Explicaron la votación por correo. Las boletas de ausencia se verifican. La coincidencia de firma ocurre. El código de barras rastrea cada boleta. Las verificaciones de redundancia ocurren en múltiples puntos. Si una boleta se pierde, el sistema sabe que se pierde. Si una boleta se duplica, el sistema lo atrapa. Entendí la lógica. Era sólida.
La accesibilidad es más difícil de lo que la gente se da cuenta. Los votantes con discapacidades necesitan poder votar independientemente y en privado. Eso no es trivial de ingeniero. No puedes tener a un miembro del personal de pie con un votante ciego ayudándole a votar en privado. La oficina diseñó un sistema. Funciona.
Lo que vi más fue transparencia. Estas personas entendían que la confianza viene de abrir la puerta y mostrar el proceso. No de afirmar que el proceso funciona. De mostrarlo. Los votantes pueden observar. Los observadores de ambos partidos están presentes. El proceso está documentado y es público.
Aquí está lo que importa. Estos no eran operadores políticos con un hacha que moler. Estos eran profesionales técnicos haciendo trabajo competente. Sin ideología. Sin lealtad tribal. Solo rigor.
El Problema Real
La administración electoral debería ser aburrida. Cuando es aburrida, significa que funciona. Cuando la gente está peleando por elecciones, generalmente significa que algo se rompió. Pero lo que se rompió no siempre es el sistema electoral. A veces es la confianza institucional.

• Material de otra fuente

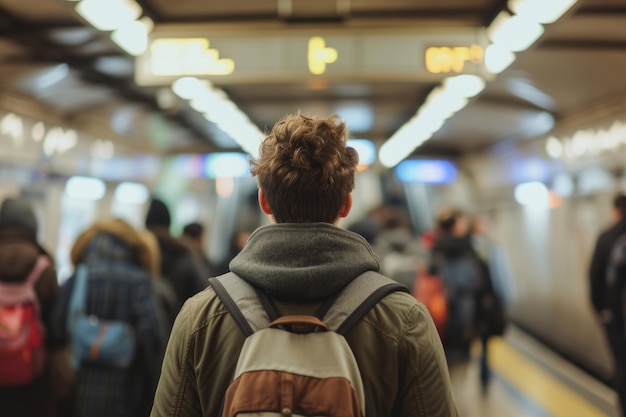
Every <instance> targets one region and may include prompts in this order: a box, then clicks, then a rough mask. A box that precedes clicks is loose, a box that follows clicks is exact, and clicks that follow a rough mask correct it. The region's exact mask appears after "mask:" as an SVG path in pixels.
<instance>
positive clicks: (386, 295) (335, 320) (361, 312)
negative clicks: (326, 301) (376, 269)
mask: <svg viewBox="0 0 626 417" xmlns="http://www.w3.org/2000/svg"><path fill="white" fill-rule="evenodd" d="M396 291H401V292H406V293H409V290H408V289H407V288H406V287H405V286H404V285H402V284H400V283H398V282H396V281H394V280H392V279H390V278H387V277H386V276H384V275H381V274H379V273H377V272H374V271H366V272H364V273H362V274H361V275H359V276H358V277H356V278H355V279H354V280H352V282H350V284H348V285H347V286H346V287H345V288H344V289H343V290H342V291H341V294H340V295H339V297H337V299H336V300H335V302H334V303H333V305H332V306H331V307H330V309H329V310H328V312H327V313H326V314H325V315H324V319H323V320H322V321H323V322H324V323H326V325H327V326H328V328H329V329H331V330H334V331H336V332H337V333H340V334H344V335H345V334H346V333H348V332H349V331H350V330H351V329H352V328H353V327H354V325H356V324H357V323H358V322H359V320H360V319H361V317H363V316H364V315H365V314H366V313H367V312H368V311H369V310H370V309H371V308H372V307H374V306H375V305H376V304H377V303H378V302H379V301H380V300H382V299H383V298H385V297H386V296H387V295H389V294H391V293H393V292H396Z"/></svg>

Vivo en una época cuando la desconfianza institucional es de moda. Algunas está justificada. Las instituciones fallan. Los gobiernos cometen errores. Pero parte de la desconfianza es fabricada por personas que se benefician del caos. Si puedes convencer a suficientes personas que el sistema está amañado, creas permiso para ignorar los resultados. Eso es útil para personas que quieren poder sin la restricción de la democracia.

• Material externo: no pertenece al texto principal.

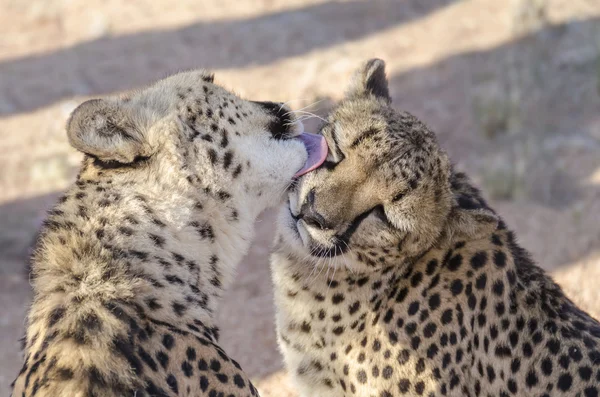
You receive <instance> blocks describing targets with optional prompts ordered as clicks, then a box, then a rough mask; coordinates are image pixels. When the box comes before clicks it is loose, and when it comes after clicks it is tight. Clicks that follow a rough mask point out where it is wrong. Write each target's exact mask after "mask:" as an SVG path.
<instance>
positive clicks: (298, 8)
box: [0, 0, 600, 397]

Lo que vi en esa oficina de votantes era una institución haciendo su trabajo bien. No perfectamente. Bien. Las personas que la dirigían entendían su responsabilidad. Entendían que la integridad electoral es un problema técnico, no político.
La Solución
Aquí está lo que me preocupa. Washington está intentando quitar autoridad sobre elecciones de las personas que realmente las dirigen. Los estados administran elecciones. Los oficiales locales ejecutan las oficinas electorales. Conocen los detalles. Entienden las vulnerabilidades. Saben cómo arreglarlo. Ahora Washington quiere imponer mandatos federales. Eso es al revés.

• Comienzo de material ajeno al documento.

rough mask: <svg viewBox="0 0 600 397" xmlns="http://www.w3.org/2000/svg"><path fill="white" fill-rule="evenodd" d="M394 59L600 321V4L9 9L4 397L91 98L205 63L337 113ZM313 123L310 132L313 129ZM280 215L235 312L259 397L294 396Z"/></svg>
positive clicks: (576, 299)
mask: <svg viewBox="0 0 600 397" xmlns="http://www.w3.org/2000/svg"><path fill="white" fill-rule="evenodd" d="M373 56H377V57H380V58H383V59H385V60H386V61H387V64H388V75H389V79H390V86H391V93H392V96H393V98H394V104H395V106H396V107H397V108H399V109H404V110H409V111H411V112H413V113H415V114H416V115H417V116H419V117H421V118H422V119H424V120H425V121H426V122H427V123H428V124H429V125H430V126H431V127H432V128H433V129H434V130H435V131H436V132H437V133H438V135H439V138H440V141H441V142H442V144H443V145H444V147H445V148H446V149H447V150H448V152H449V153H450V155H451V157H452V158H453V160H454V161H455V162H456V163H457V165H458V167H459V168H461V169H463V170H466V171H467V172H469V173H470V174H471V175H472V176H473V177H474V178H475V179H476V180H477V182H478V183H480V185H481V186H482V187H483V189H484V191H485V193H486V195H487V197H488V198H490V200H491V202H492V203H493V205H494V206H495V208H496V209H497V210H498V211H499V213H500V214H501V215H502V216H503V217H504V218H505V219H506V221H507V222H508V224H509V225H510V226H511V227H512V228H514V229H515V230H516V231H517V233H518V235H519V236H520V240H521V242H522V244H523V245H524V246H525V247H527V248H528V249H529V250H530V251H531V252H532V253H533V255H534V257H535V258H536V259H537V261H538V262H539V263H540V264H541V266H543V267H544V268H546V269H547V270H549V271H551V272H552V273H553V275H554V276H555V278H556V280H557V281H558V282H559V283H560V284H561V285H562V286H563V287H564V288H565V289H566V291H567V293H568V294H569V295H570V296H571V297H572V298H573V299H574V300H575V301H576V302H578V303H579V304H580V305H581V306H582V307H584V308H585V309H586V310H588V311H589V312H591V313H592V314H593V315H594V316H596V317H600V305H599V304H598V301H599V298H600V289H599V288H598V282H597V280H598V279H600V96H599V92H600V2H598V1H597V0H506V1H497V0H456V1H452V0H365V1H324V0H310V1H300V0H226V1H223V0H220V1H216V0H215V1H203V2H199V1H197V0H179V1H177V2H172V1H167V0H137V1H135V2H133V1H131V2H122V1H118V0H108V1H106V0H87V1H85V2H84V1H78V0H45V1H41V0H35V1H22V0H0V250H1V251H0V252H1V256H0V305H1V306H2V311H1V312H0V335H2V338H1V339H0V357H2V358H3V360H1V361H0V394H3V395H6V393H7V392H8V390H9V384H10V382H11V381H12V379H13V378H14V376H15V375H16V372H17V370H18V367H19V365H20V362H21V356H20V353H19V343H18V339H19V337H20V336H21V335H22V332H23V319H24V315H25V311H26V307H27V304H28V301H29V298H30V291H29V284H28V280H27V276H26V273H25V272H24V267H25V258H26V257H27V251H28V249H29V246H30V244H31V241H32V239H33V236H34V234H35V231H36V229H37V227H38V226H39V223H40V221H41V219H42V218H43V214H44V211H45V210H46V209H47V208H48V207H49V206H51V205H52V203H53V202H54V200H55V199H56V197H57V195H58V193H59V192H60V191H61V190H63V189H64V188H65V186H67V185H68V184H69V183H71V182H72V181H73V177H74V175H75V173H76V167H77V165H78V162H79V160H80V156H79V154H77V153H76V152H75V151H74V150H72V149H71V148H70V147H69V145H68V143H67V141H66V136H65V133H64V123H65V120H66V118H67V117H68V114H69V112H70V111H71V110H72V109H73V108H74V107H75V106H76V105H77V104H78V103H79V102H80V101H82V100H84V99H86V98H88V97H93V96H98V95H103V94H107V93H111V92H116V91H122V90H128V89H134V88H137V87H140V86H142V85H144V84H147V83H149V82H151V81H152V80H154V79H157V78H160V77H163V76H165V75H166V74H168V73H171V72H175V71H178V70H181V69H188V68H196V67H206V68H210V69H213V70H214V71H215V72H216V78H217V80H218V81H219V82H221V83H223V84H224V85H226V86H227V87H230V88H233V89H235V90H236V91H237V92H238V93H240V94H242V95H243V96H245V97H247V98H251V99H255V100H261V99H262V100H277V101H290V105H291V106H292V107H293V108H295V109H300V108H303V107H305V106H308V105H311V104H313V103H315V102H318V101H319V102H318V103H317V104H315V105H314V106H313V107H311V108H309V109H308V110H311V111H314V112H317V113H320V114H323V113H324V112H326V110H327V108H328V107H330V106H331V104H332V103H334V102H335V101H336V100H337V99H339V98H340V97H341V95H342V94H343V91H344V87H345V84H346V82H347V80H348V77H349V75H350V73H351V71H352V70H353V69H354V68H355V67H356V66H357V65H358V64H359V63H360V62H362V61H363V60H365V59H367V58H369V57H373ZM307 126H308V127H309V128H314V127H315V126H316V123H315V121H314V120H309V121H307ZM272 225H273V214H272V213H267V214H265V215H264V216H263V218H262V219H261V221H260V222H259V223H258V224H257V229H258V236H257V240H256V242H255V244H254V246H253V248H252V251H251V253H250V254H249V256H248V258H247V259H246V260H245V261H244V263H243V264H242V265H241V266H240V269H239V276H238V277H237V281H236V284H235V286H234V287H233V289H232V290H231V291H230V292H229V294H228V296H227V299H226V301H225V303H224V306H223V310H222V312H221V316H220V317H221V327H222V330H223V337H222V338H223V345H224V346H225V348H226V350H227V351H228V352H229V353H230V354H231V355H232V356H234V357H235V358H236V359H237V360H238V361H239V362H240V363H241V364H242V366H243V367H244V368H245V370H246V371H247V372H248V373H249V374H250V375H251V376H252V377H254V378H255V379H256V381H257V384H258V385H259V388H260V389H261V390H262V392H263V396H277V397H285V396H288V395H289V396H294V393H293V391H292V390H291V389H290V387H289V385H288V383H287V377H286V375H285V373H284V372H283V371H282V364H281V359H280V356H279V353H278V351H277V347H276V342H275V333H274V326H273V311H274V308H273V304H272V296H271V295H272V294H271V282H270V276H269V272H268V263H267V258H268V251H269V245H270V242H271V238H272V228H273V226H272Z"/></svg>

Esto es subsidiariedad. Los problemas se resuelven mejor a nivel local. Solo escala cuando el nivel local falla. Nuestro sistema electoral no está fallando. Está funcionando. Las personas que lo dirigen son competentes. Imponer mandatos federales no mejora un sistema que funciona. Crea nuevas vulnerabilidades y nuevos puntos de falla.
Estoy corriendo porque creo en el gobierno competente. Eso significa confiar en los profesionales que hacen buen trabajo. Significa defender la autoridad local cuando funciona bien. Significa no dejar que la soberbia federal socave sistemas que realmente funcionan.
La Oficina de Votantes del Condado de Orange se merece esa confianza. Cada oficial electoral en este país que hace su trabajo con rigor y transparencia se merece esa confianza. Así es cómo fortalecemos la democracia. No a través de retórica. A través de competencia. Y a través de defender las instituciones que la entregan.
Mark Leonard está compitiendo para representar a CA-45 en el Congreso. Este artículo es parte de su campaña para abordar los tres fracasos críticos que enfrenta nuestro distrito.
¿Qué piensas?
Comparte tus pensamientos sobre este tema. Estamos construyendo una campaña basada en las preocupaciones reales de las familias de CA-45.